A Toliara, grande ville du sud-ouest de Madagascar, comme dans le reste de la Grande Ile, les professionnels du tourisme dépriment, touchés de plein fouet par la crise politique opposant le président malgache au maire destitué de la capitale.

Les hôtels du centre et de la périphérie de cette ville alanguie sont désespérément vides.Toliara est pourtant une étape traditionnelle des groupes de touristes qui y séjournent une à deux nuits avant de rejoindre les plages paradisiaques des environs, au terme d'un périple à travers les paysages grandioses des hauts plateaux malgaches et dans les parcs nationaux.

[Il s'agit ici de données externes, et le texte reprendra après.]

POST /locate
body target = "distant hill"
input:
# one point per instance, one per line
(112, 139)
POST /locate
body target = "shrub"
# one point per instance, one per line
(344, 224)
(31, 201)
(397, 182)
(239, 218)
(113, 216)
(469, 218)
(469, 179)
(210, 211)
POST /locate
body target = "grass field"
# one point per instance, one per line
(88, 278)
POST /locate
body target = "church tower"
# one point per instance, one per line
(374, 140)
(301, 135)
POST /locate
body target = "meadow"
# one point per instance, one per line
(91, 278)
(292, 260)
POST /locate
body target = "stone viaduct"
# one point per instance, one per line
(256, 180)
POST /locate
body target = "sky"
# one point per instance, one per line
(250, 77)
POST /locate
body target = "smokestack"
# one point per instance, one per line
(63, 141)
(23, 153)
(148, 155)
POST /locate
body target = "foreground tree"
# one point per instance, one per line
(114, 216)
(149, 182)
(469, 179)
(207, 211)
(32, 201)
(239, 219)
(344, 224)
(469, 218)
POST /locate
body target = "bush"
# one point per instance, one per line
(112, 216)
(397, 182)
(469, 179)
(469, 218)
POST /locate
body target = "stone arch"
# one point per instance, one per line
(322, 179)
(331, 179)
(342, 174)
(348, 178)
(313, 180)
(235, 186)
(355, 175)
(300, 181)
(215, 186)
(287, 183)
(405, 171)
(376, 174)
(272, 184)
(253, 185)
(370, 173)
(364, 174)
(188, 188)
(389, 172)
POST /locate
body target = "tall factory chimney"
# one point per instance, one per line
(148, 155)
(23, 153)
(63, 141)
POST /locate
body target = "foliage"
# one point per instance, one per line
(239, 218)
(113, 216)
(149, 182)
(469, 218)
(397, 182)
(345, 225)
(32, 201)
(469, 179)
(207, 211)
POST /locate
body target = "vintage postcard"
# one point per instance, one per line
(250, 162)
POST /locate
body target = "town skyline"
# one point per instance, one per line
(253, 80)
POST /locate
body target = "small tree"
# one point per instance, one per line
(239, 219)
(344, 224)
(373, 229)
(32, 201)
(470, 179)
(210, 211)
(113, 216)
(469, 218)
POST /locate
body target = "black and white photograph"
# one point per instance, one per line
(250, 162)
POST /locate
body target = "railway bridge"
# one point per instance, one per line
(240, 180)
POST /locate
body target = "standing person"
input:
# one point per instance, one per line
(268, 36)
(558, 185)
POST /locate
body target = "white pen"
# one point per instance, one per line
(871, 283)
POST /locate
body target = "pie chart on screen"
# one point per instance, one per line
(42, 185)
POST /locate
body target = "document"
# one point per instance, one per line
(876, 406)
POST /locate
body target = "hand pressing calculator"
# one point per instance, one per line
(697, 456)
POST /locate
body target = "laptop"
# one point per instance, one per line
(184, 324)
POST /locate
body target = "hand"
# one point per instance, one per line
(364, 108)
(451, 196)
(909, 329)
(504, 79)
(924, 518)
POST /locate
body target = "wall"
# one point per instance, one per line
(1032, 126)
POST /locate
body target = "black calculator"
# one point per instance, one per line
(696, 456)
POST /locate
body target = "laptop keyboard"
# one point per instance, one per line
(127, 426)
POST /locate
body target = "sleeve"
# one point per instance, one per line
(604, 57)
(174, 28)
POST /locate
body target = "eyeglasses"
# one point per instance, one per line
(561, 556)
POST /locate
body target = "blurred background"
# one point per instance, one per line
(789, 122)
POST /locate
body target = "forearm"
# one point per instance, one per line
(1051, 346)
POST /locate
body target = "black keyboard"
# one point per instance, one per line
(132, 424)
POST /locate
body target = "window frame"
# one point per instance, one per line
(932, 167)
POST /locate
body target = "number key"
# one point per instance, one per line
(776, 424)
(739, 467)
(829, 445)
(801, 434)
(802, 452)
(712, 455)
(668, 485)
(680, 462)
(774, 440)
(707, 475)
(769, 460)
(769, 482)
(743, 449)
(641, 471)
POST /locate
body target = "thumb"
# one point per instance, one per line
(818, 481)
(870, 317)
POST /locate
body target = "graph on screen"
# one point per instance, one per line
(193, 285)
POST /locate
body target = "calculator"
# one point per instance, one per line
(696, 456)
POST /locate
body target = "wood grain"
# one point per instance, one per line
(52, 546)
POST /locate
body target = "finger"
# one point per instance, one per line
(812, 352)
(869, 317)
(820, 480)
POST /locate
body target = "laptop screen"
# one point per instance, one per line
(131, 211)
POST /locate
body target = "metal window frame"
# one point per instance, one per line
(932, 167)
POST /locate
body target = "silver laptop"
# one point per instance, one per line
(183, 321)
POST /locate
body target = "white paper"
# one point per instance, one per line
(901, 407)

«2008 a été une très bonne année. La saison 2009 partait bien. Manque de bol, la crise est arrivée. C'est comme si on avait coupé l'électricité: tout s'est arrêté», explique Maueze Popat, propriétaire de l'hôtel Victory, 43 chambres et une piscine.

«Nous avons un groupe de touristes dans l'hôtel. Ils étaient sur la côte. Quand ils ont entendu ce qui se passait, ils sont immédiatement venus ici pour partir sur Antananarivo. Après eux, ce sera le calme plat», ajoute-t-il.

En tout, une centaine de personnes ont été tuées à Madagascar dans les violences qui ont émaillé depuis le 26 janvier le bras de fer entre Andry Rajoelina, qui a pris la tête d'une «haute autorité» de transition censée remplacer le pouvoir en place, et le président Marc Ravalomanana.

«Normalement, en saison basse comme maintenant, on fait 20 chambres sur 50. En ce moment, je n'ai que quatre chambres prises. Et encore, ce sont des Chinois qui travaillent sur un projet», témoigne Rose, la directrice commerciale de l'hôtel Le Palétuvier, situé sur l'esplanade du bord de mer.

«J'ai mis au chômage 50% du personnel depuis 15 jours et les autres ne travaillent qu'à la demi-journée», précise-t-elle.

«Sur l'ensemble du pays, 70% à 80% des hôteliers ferment momentanément, faute de clients et pour diminuer le coût des charges fixes», confirme Eric Koller, président de la Fédération des hôteliers et restaurateurs de Madagascar. A Antananarivo, les taux d'occupation sont en chute libre de 60% et les restaurateurs paient au prix fort le couvre-feu nocturne.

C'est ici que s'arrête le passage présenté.